At any rate, a purpose of this post is to put everyone's minds at ease:  I don't live in a magazine house.  You can see our school room picture below.  Yes, I do have organized shelves and a blue wall behind those shelves thanks to some down time during Christmas break and my friends Linda and Shelby who helped me paint. 

Thankful and hopeful.

Notice the empty laundry basket on the school table along w/ whatever art project and school work some child left behind.

Then you have the entryway w/ a couple of random laundry baskets and a chair that really belongs at the school table, but for some reason has sat here in the entry way for a couple of days (as have the baskets) because all of us have forgotten how to put something away as we walk past it.  Or we think it's the latest sculpture of the week.

Regardless, there they sit.  And yes, I'm going to go ahead and call them art: "ode to laundry."

And random car seat and dog clearly not disturbed by the things out of place along w/ some coats my friend gave us over a month ago.  They like it on the top of the antique trunk.

And here we have my office, which I took a picture of from the messiest angle.  There's no after picture...yet.  You can't really tell, but my desk is only clear where the keyboard and mouse are.

Why these pictures?

Well, because the other day I was on one of my favorite blogs that I find great inspiration from.  She always posts beautiful photos of whatever has caught her eye that day, including her family and her house.  She has 6 kids, like me.  She homeschools, like me.  Her house is clean, not like me.  At least in her photos.
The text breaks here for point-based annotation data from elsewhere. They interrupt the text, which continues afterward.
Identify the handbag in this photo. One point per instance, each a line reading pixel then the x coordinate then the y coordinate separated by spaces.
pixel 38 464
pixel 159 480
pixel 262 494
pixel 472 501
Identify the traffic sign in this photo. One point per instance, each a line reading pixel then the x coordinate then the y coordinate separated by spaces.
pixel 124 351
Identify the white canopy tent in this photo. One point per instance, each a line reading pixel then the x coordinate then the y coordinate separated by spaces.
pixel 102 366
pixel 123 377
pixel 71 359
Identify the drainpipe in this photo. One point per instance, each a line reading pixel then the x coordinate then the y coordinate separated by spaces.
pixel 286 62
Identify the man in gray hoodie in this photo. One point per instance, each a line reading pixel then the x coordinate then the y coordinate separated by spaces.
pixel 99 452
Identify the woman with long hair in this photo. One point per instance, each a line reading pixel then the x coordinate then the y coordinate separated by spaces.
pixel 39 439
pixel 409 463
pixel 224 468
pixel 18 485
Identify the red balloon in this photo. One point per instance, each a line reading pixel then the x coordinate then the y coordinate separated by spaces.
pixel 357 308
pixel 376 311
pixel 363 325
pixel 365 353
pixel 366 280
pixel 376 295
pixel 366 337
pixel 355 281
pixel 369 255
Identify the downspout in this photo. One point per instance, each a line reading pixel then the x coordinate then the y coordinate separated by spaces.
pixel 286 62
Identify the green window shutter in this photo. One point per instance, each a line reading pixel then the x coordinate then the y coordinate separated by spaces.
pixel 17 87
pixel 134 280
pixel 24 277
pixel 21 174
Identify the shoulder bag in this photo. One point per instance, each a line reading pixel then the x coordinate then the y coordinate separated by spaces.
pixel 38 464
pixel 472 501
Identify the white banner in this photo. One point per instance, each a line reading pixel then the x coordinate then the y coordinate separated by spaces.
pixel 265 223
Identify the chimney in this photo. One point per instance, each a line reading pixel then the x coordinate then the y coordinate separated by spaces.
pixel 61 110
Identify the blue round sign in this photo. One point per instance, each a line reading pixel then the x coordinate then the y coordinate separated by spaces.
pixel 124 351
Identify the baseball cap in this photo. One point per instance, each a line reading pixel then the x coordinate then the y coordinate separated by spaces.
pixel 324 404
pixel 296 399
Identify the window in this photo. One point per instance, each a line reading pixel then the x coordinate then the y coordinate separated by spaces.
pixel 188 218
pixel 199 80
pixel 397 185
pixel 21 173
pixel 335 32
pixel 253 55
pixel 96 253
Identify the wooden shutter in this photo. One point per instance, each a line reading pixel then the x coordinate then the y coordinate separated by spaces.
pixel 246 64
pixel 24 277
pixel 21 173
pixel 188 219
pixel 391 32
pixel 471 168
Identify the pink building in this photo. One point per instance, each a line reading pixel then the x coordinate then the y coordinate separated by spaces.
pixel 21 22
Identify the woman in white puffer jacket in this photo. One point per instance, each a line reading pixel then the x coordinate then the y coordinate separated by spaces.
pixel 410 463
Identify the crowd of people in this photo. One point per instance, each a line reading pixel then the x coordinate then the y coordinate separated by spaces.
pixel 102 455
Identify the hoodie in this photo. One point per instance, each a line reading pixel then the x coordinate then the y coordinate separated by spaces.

I want to ask her to post a picture every now and then when there's mess on the table and paper on the floor and laundry still in the laundry basket.

I'm sure those days happen for her too...she writes about them.  The pictures of them just don't wind up on her blog which is fine...it just struck me I needed to post a picture of my mess without apology or any promise that I'm working to get it cleaned up.

I'm obviously not since I'm blogging almost daily, keeping up with facebook, emailing, fixing meals, taking kids here and there, doctoring dog, managing, teaching, walking, working out, folding the occasional basket of clean laundry, studying, napping, refereeing, celebrating birthdays, planning, playing music, thinking...anything I can find to do EXCEPT straighten the house.

But that's ok.  It's day will come.  At least I hope so.  It really does bother me to have so much visual clutter about.  My brain, like it or not, registers every thing that is out of place or without a place and logs it in a registry of "this needs to get done."

There may be a problem (hesitate to tackle messes due to constant interruptions, feeling overwhelmed, etc.) and perhaps there really is something that God is working in the midst of these messes that cannot get cleaned up quite yet because it would prematurely interrupt what He is doing.  I find a measure of comfort in that...at least it's not because I'm (gasp) lazy.

He is working.  I know it.  In spite of dusty surfaces and moldy caulking around bathtubs and unvacuumed floors and unchecked school work, He is working.  He is taking every mess and using it for my good, conforming me into His image.

This candle symphony sitting in the midst of misplaced items on coffee table is what we are using to countdown to Easter.  It's here that all the messes of the body and mind and heart collide. 

We take turns lighting a candle, moving the cross, ever nearing the center.  The light increases with each subsequent candle that we light, and so does the peace.  With each candle lit I am reminded to pause and take note of the little (or big) hand that lights it, of the many blessings I have all around me, of the greatest blessing of all which is that these messes of body, mind and heart are not too big for God.

Jesus bore them all.

And last I checked, He didn't ask me to take any of them back.

So this long and messy post is also about me handing my visible and not-so-visible messes back to Him. 

Here you go (again), Jesus.  My mess and my need to understand and my dreams/goals/wants/needs...I'm handing them back to you.  Thank You for coming as my Prince of Peace, for dethroning the tyrant of perfectionism in my life, for reestablishing Your peace and Your order according to Your plan for my life.

I choose to trust You in the process, no matter what it looks like.